Rishabh’s voice was grim.
“No.
You have to outlast him.”
But Krodha did not give pause.
He swung again—
And Makardvach caught the blade with his bare hands.
The mantra burned into his palms.
His skin blistered.
But he held on.
Gritting his teeth.
And shouted:
“You don’t remember why you’re angry!”
Krodha froze.
Just for a second.
Then whispered:
“I never forgot.
You killed my name.”
And drove his fist into Makardvach’s chest.
The world dimmed.
Makardvach couldn’t breathe.
Couldn’t move.
He could hear his ribs crackle, feel blood bloom through his mouth.
Krodha stood above him.
Steam rising from every joint.
Mouth curling into something between victory and torment.

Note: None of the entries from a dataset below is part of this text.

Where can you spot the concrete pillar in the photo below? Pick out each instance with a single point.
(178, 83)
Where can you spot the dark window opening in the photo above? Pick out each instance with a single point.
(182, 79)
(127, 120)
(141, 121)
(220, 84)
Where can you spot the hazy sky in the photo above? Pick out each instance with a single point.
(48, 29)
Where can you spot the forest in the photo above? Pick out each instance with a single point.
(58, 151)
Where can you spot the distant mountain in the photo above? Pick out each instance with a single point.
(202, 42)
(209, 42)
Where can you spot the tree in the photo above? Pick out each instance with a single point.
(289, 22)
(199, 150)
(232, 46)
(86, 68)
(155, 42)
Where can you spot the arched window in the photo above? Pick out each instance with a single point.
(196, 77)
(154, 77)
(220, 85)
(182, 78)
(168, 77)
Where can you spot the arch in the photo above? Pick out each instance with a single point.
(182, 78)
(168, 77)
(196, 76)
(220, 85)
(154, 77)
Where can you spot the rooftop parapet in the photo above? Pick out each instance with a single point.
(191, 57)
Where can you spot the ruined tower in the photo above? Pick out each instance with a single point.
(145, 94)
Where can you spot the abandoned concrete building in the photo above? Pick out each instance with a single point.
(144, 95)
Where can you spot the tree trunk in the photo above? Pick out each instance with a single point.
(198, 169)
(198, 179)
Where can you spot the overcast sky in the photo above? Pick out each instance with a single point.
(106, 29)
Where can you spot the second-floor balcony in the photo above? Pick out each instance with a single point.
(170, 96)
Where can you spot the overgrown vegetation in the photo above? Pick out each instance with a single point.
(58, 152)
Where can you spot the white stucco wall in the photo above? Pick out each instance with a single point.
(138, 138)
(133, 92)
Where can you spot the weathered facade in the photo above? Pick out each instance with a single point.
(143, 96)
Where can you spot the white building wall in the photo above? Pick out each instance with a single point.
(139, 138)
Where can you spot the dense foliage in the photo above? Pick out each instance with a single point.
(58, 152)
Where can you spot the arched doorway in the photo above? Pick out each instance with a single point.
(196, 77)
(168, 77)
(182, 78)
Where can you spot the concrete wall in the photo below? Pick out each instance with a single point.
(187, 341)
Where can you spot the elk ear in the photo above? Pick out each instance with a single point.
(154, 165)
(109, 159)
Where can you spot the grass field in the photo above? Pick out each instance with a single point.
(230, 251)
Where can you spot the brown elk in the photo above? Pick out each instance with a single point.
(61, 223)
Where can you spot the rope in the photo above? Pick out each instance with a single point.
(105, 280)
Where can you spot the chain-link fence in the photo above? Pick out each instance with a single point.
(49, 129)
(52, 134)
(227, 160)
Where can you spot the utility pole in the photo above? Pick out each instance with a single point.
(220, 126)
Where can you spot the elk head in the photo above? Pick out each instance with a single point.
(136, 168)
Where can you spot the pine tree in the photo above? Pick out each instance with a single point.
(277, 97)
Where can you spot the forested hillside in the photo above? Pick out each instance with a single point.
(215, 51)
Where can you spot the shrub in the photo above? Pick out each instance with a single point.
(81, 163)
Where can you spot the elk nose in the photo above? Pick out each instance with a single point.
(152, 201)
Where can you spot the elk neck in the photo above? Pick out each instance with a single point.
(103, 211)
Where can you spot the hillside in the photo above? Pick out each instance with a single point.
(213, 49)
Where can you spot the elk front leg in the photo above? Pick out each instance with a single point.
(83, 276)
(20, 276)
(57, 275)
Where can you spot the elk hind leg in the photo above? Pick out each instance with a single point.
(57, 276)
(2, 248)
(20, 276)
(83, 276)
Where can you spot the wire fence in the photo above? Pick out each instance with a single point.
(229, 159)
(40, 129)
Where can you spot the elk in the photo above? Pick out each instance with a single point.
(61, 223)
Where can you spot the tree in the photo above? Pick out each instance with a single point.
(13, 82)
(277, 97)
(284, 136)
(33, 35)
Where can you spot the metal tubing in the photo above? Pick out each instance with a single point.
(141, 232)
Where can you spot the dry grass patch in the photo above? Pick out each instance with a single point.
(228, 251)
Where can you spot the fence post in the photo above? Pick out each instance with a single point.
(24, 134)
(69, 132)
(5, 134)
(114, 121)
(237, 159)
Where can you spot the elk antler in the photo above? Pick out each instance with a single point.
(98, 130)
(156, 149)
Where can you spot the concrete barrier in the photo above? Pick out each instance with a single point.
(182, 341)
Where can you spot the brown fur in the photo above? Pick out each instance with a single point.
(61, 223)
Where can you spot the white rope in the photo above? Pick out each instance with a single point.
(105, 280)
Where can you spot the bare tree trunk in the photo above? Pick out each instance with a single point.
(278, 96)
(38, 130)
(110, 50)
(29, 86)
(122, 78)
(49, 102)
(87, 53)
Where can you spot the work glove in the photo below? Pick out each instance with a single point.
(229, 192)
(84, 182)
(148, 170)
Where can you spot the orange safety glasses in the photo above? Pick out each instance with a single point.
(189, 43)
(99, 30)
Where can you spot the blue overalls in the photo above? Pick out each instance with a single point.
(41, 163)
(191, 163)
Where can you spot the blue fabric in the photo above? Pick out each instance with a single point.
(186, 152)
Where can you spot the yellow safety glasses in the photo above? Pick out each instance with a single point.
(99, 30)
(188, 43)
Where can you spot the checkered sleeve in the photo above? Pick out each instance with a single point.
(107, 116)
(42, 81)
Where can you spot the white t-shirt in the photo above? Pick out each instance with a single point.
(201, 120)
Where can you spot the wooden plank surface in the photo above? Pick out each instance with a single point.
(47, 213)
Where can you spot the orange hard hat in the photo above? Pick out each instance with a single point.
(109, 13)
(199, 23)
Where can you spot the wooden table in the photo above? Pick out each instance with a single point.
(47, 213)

“I don’t need you dead,” he growled.
“I need you erased.”
And then—
Water.
Not rushing.
Not roaring.
Just a single drop.
From Makardvach’s chest.
Where the Shivnadi had once rested.
Krodha stepped back.
Confused.
Because fire shouldn’t bleed.
But this—
This was memory, taking liquid form.
And it reached up.
Tendrils of shimmering water circled his molten blade.
Not cooling it.
Naming it.
Words appeared across Krodha’s armor.
Not curses.
Names.
“Sharvata.”
“Son of Dhrika.”
“Chosen by the Gate of Yama to guard balance, not burn it.”
His armor cracked.
His eyes twitched.
“Who is that?” he whispered.
Makardvach whispered back, bleeding, grinning:
“That’s you.
Before Kalnemi turned you into Krodha.”
The water surged.
More names.
More fragments.
Krodha saw flashes:
Himself, in simple robes.
A guardian.
A teacher.
A poet who wrote verses to calm storms.
The man he used to be.
The man he had forgotten.
He screamed.
Fire burst from every joint.
But the Shivnadi did not retreat.
Because it did not fear flame.
It remembered before it.
Krodha dropped his sword.
Dropped to his knees.
“I remember…”
Makardvach sat up, choking.
Held out a hand.
“Then you’re not Krodha anymore.”
And the demon—
the general—
the wrath—
wept.
The Mortal Gate pulsed one last time.